Agassiz and Hartt were also searching in 1865 for evidence that could prove or disprove the 1859 Darwinian evolutionary theory, in contrast to the multiple creation theory it proposed to replace. From a scientific point of view, Darwinism could potentially resolve inconsistencies in the multiple creation narrative, just as multiple creation theory was an attempt to resolve inconsistencies in the single creation theory. The inconsistencies were facts that could not be compellingly explained by each theory.

Evolutionary theory was not immediately accepted because of a lack of fossil evidence (an issue resolved by discovery of more and more fossil "missing links") and its inability to explain the distribution of species better than multiple creation theory (an issue resolved in the 1960s by plate tectonics). There were a few inconsistencies such as the Lamarckian idea of inheritance of acquired characteristics that Darwin had accepted and later expanded upon in his writings on heredity.

Hartt fell in love with Brazil, and spent 15 months exploring the coastal regions from Bahia to Rio de Janeiro. The large zoological collections he made were later used to prepare his Geology and Physical Geography of Brazil (Boston, 1870). In 1868 he was elected professor of natural history at Vassar College, but later in the same year he accepted a post at Cornell University, in Ithaca, New York, and planned to return to Brazil. Charles married Lucy Cornelia Lynde of Buffalo, New York, in 1869. They had two children, Mary and Rollin. Both children became writers.

In all, Hartt participated in four expeditions to Brazil (the Morgan Expeditions) from 1870 to 1878. He collected a great deal of data about the land and the people, contributing to new knowledge about the flora, the fauna, minerals, geography, linguistics and ethnography. He was an accomplished draftsman and illustrator and musician. In his last voyage he collected more than 500,000 specimens, which were donated to the National Museum of Rio de Janeiro, where he worked as the founder and director of the section of geology from 1866 to 1867.

In 1875, following a suggestion by Hartt, the Emperor Dom Pedro II (1825–1891) established the Imperial Geological Commission. The Commission was closed down after two years of work after losing the Emperor's support. Hartt was joined by his wife and children in Brazil in 1875, but they returned to the United States without him when his wife got pregnant.

Hartt died in Rio de Janeiro on 18 March 1878, after contracting yellow fever, at the age of 38. Agassiz died earlier, in 1873, before major discoveries could provide substantial fossil evidence and before the neo-Darwinists improved Darwinism by asserting the Weismann barrier in 1893. Hartt had gathered useful specimens in Brazil that could be explained by the 20th century Darwinian narrative of accelerated evolution, which hypothesized that Amazonian butterflies survived in isolated refuges during ice ages. But in the 21st century the refuge mechanism has been diminished as a possible explanation by research that determined sufficient rainfall maintained a more complete ecosystem, which increases the likelihood of a more complex mosaic mechanism to explain the variations in Hartt's specimens. The ancient pollen data in the Bolivian rainforest of the Amazonian basin indicates that it was savannah during the LGM.

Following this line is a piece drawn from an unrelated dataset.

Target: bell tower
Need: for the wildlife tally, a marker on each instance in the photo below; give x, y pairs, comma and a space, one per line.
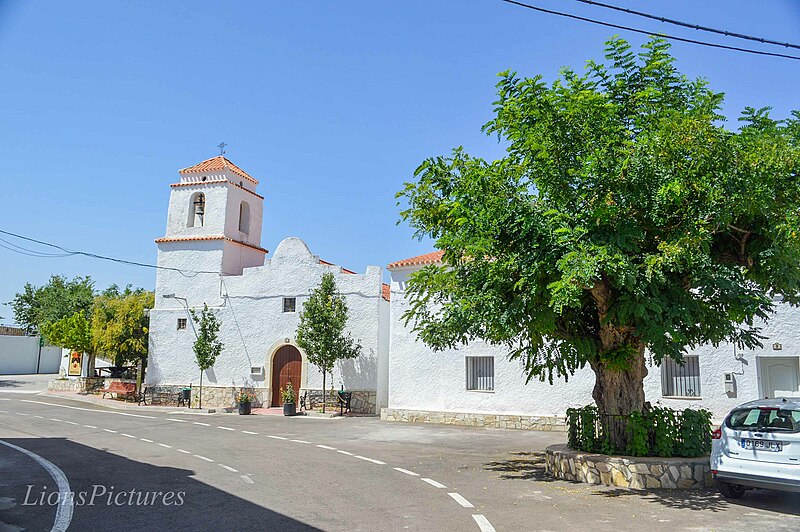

One of Hartt's students, the American geologist Orville Adalbert Derby (1851–1915), succeeded him at the National Museum, after having accompanied him in two of the Morgan Expeditions (1870 and 1871) and having worked with him at the Imperial Commission.

==Publications==
- Thayer Expedition (1870)
- Geology and physical geography of Brazil (1870)
- Amazonian Tortoise Myths (1875)
- Notes on the Manufacture of Pottery Among Savage Races (1873)

==Bibliography==

- Sanjad, N. Charles Frederick Hartt and the institutionalization of the natural sciences in Brazil. Hist. cienc. saude-Manguinhos, vol.11 no.2, Rio de Janeiro May/Aug. 2004.
- Lopes, M. M. C. F. 1994 Hartt's contribution to Brazilian museums of natural history'. Earth Sciences History, 13(2), pp. 174–9.
- Freitas, M.V. Hartt: Expedições pelo Brasil Imperial Metalivros, 2002.

==Legacy==
The Armoured Catfish genus Harttia is named after him.